The shopping streetscape, too, is undergoing major changes. After years of increasing vacancy rates, the number of empty retail properties declined for the first time again in 2016. This doesn’t mean there are more shops, but the buildings themselves are now used for different purposes. For example, 500 of these properties were converted into residential dwellings in the past year, and over 1000 of these premises are now occupied by restaurants, cafés and other hospitality businesses. It’s clear that the municipalities and real estate sector are making a serious effort in upholding their agreement in the 2015 retail agenda to ensure the retail centres remain future-proof. The consequence of this is that there are fewer shops and fewer shopping areas.

But the shops are not only fewer in numbers, they are changing as well. There are now large market halls in Rotterdam and Amsterdam, and leading grocery chains Albert Heijn and Jumbo are also opening their own Food Markets. These are concepts we didn’t even dream of a few years ago. Not only in food are we’re seeing chains open bigger stores – flagship stores – in A1 locations. All across retail, huge stores are opening that sell a full product range and, more specifically, a full-on brand experience.

Going bigger doesn’t apply to all chains. Many are moving in the opposite direction by opening branches that are smaller in size and carry limited, carefully selected stock. You’ll often find stores like this in smaller cities and towns. With a little help from the in-store kiosks, the full product range is still available. Home improvement chains are moving in both directions: besides the hypermarkets on the urban fringes, Gamma and Praxis have opened small DIY stores with a more limited stock in different cities. This is something furniture retailer IKEA has also done in a number of cities abroad.

Finally there are the major outlet centres, which have also grown in number here in the Netherlands. Besides Batavia Stad in Lelystad and Rosada in Roermond, the Zoetermeer city council has also approved the construction of a massive outlet centre. The upsurge in outlet centres places even more pressure on the existing retail shopping areas.


In December 2016, health food chain GNC announced it was closing 4400 of its stores for one day so it could change the pricing policy in the stores. According to the company, the business model was outdated, the prices and discounts were confusing and were not in sync on the online and offline channels. One of the reasons GNC gave for the change is that the prices in the market are virtually completely transparent. Many customers have a smartphone and can compare product prices on the spot.

Similar issues are also at play in our own country. Dutch DIY chain Formido reported that its stores would be working with “reasonable prices every day”, moving away from the well-known DIY discount vouchers. Here too, market transparency was the main instigator for this change in price strategy.

However, (price) transparency is not the only reason retailers are changing their price strategy. The success on the Dutch market of chains like Action, Lidl and Op=Op Voordeelshop is forcing the competition to keep a close eye on their own pricing. In the UK, research was recently conducted on the growth of discount retailers. One very interesting outcome of the study shows that discounters mainly grow during times of economic crisis, but don’t lose any of this market share once the hard times are over.

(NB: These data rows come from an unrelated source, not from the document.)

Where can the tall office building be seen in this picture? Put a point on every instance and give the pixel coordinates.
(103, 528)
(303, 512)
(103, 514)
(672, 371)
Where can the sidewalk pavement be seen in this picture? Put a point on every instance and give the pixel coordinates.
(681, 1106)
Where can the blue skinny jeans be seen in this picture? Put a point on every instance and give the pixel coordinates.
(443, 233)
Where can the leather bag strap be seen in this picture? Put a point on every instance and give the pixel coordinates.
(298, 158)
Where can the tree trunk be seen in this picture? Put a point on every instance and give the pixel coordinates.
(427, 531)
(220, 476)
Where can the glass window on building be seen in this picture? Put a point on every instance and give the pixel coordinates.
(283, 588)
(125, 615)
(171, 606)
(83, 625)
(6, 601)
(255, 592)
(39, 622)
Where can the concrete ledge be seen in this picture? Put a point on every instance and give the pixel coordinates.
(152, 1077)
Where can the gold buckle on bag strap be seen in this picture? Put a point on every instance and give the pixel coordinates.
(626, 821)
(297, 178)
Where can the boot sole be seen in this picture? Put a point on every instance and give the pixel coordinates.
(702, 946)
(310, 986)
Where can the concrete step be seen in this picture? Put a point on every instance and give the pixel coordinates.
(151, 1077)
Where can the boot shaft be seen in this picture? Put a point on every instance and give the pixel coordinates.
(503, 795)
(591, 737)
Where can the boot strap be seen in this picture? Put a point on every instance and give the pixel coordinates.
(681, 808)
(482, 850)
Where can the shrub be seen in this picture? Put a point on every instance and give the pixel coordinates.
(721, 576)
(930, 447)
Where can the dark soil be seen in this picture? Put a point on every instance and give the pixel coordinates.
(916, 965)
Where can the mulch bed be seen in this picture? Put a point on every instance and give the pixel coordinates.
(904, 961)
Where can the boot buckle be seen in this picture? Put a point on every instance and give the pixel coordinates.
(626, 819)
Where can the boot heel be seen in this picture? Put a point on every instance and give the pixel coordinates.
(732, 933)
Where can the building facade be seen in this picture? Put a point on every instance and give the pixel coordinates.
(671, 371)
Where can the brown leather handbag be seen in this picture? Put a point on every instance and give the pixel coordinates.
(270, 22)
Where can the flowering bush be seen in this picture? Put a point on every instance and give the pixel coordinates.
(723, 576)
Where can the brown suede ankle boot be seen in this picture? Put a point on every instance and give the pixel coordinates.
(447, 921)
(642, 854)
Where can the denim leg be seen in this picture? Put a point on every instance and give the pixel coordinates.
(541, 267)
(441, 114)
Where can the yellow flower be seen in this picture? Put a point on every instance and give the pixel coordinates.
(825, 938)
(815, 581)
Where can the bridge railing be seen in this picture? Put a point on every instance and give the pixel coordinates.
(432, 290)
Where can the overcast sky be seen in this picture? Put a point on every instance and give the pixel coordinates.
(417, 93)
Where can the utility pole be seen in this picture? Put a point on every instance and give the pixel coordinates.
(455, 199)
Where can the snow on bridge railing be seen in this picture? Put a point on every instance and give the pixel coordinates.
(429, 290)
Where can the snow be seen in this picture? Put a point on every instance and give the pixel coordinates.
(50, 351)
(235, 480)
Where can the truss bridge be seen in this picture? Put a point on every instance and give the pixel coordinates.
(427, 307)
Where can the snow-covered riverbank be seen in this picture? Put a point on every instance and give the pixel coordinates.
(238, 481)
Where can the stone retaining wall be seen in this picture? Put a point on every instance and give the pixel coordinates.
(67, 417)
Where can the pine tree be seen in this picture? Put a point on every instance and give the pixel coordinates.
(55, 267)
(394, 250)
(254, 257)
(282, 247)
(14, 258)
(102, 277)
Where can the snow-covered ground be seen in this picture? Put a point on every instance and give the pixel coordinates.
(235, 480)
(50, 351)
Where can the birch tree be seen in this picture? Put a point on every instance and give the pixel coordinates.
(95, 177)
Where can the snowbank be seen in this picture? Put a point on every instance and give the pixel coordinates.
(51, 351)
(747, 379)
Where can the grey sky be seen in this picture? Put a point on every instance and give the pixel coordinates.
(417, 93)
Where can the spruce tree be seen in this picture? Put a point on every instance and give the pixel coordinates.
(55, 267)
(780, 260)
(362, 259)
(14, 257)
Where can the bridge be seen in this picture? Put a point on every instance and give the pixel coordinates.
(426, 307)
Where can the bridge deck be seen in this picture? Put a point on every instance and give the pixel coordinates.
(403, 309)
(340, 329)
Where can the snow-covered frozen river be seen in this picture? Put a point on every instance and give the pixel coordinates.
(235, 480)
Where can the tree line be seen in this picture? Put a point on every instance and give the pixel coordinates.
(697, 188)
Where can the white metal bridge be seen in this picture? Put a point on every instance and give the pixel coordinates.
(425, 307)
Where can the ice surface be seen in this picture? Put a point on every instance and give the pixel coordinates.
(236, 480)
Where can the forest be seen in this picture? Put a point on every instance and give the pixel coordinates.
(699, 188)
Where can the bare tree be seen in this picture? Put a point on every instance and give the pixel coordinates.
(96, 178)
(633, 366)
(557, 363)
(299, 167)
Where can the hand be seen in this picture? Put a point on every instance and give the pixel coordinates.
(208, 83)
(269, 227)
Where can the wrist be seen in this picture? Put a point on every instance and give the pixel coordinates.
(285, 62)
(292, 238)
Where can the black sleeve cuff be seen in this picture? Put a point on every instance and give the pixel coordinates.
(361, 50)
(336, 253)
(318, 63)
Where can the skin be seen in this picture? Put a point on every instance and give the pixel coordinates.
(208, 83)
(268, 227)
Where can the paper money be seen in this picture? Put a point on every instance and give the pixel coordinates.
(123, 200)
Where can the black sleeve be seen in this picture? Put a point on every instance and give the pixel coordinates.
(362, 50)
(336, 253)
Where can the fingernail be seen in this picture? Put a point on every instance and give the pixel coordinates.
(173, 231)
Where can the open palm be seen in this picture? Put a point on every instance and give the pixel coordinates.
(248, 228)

The above are examples of developments currently taking place and which are changing the market. And it is precisely in this changing market that retailers should be asking the question: “How do I stay relevant?” and “How can I continue to add value and distinguish myself in doing so?”

Distinguishing yourself can of course be achieved in many ways. In our blog we will write about current topics in which you, as a retailer, can make the difference. There are the three key areas in which you can really distinguish yourself: innovation of shopping concepts, well-trained staff and current, relevant content.